Sim, minha sogra contraiu a doença, mas agora está bem. Tomamos um susto. Fiz o teste e estou bem, deu negativo.
7. Como viu a ação do governo do país em que está em relação ao coronavírus?
A princípio, o caos reinou aqui no país. Teve, inclusive, político fazendo campanha contra o fechamento de Milão, que hoje é uma das cidades mais afetadas pela doença. Mas após duas semanas de guerra entre Roma e os governos estaduais, finalmente encontraram um caminho único a ser seguido. Fico revoltada quando penso que o Brasil poderia ter evitado os nossos erros e não o fez. Aliás, os ultrapassou.
8. Ela mudou muito com o tempo?
Foi feito um plano nacional de combate à pandemia. Os Estados italianos são autônomos, mas resolveram seguir as diretrizes de Roma e, finalmente, fecharam tudo, mas já era tarde e a situação já estava fora de controle. Mas, por exemplo, a região da Lombardia, que segue até hoje sendo o foco da doença, fez poucos testes, não doou material de proteção e tentou omitir dados. Já aqui no Vêneto foi diferente. O governador Luca Zaia resolveu fazer testes em todos que residem aqui, são feitos cerca de 20 mil por dia.
9. Você está neste país por que motivo?
Minha família e trabalho.
10. Acompanhou a situação brasileira?
Sim, sempre.
11. A embaixada brasileira se comunicou com você ou com pessoas que você conheça?
Não, aliás a embaixada esteve muito ausente. Estou em grupos de brasileiros que moram na Itália e a reclamação constante era justamente essa, a falta de comunicação da embaixada ou consulado. Vários brasileiros que estavam de férias aqui não puderam voltar ao país porque os aeroportos estavam fechados. Essas pessoas perderam passagens, tiveram que ficar em hotel e quando o dinheiro acabou, foram parar na casa de outros brasileiros que os recolheram por solidariedade.
12. O governo brasileiro ofereceu algum tipo de ajuda?
Não, nada.
13. Como você acompanha as notícias do Brasil?
Principalmente pelos jornais, mas também amigos e familiares.
14. Gostaria de voltar ao Brasil? Por quê?
Claro que sim. Sempre vou, de férias ou a trabalho. Mas voltar agora para morar é fora de questão, o país está passando por um momento politicamente muito complicado. E a crise econômica só piora a situação.
15. Sua vida profissional mudou durante a pandemia? Como?
Na verdade não muito.

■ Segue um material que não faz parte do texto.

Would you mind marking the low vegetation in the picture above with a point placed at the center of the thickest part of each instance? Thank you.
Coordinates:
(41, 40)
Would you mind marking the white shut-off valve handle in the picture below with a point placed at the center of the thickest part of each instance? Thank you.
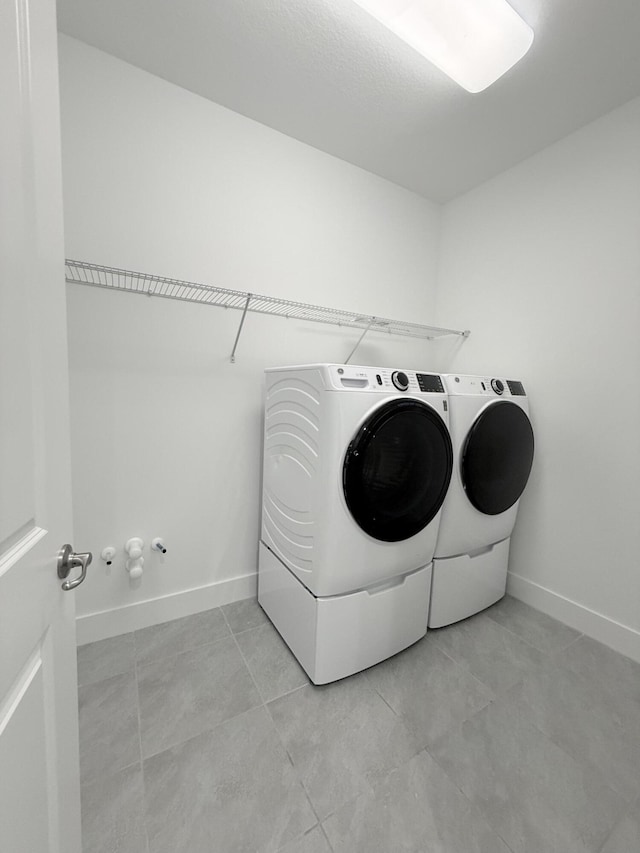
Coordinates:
(136, 560)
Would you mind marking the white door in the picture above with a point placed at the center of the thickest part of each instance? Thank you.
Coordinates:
(39, 786)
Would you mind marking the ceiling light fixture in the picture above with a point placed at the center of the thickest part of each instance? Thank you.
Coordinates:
(473, 41)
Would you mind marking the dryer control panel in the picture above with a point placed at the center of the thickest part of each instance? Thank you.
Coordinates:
(384, 379)
(486, 386)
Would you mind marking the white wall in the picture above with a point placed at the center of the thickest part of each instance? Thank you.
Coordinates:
(543, 264)
(165, 431)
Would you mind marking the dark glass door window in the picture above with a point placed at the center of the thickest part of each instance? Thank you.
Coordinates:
(397, 470)
(497, 457)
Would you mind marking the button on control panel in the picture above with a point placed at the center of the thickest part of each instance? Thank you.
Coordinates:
(400, 380)
(429, 383)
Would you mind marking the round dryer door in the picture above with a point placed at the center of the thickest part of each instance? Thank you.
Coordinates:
(397, 470)
(497, 457)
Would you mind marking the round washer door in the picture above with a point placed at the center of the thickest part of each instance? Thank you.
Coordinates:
(497, 457)
(397, 470)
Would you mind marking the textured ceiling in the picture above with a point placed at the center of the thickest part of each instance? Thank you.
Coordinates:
(325, 72)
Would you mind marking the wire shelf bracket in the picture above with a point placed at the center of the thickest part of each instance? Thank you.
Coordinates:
(113, 278)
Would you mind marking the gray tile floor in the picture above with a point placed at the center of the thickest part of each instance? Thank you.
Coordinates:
(506, 732)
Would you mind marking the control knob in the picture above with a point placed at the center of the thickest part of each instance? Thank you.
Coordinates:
(400, 380)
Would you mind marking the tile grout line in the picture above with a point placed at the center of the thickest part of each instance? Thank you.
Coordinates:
(142, 773)
(268, 712)
(532, 645)
(494, 694)
(475, 809)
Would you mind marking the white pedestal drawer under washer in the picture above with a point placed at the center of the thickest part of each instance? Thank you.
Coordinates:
(357, 462)
(493, 449)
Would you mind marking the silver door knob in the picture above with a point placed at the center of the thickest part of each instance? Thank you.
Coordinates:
(68, 560)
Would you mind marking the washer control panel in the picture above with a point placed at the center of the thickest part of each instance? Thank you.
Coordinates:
(352, 377)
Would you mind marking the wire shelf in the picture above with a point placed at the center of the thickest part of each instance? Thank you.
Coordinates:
(112, 278)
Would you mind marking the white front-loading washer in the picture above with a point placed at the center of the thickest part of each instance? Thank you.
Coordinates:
(493, 447)
(356, 465)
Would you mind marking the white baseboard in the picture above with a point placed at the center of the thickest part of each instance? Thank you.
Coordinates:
(613, 634)
(121, 620)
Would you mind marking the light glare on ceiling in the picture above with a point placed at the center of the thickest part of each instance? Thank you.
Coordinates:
(473, 41)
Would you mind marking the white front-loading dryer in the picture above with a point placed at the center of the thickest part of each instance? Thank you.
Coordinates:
(493, 447)
(356, 465)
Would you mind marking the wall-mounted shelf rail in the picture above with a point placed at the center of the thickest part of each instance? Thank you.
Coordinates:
(112, 278)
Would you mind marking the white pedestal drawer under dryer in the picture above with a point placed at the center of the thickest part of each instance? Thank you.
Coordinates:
(357, 462)
(493, 454)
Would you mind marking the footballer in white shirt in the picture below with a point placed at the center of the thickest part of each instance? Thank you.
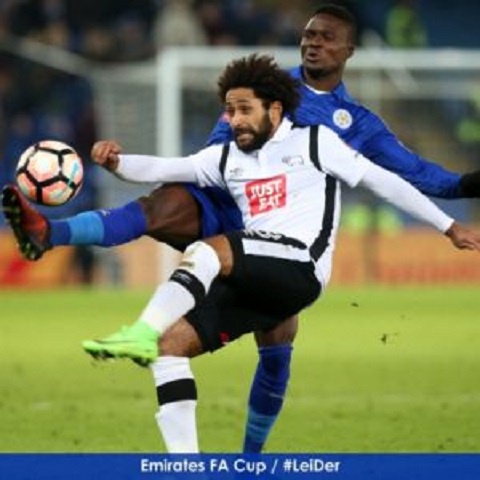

Como jornalista tinha permissão para sair e fazer minhas matérias. Mas trabalhei muito de casa.
16. Sua vida afetiva (inclusive sexual, se quiser tratar disso) mudou durante a pandemia? Como?
A vida social mudou pois ficamos mais de 60 dias sem ver amigos e parentes. Em alguns momentos a solidão bateu forte, mas a tecnologia nos salvou do delírio.
17. Você engordou, emagreceu ou manteve o peso?
Engordei um pouquinho, digamos.
18. Você bebe mais ou menos durante a pandemia?
Mais e, pelo visto, não sou a única. Durante todo o período de lockdown uma das prateleiras do supermercado que estava sempre vazia era justamente aquela dos vinhos e da cerveja. Tive que mudar o horário das compras para poder encontrar uma caixinha de cerveja.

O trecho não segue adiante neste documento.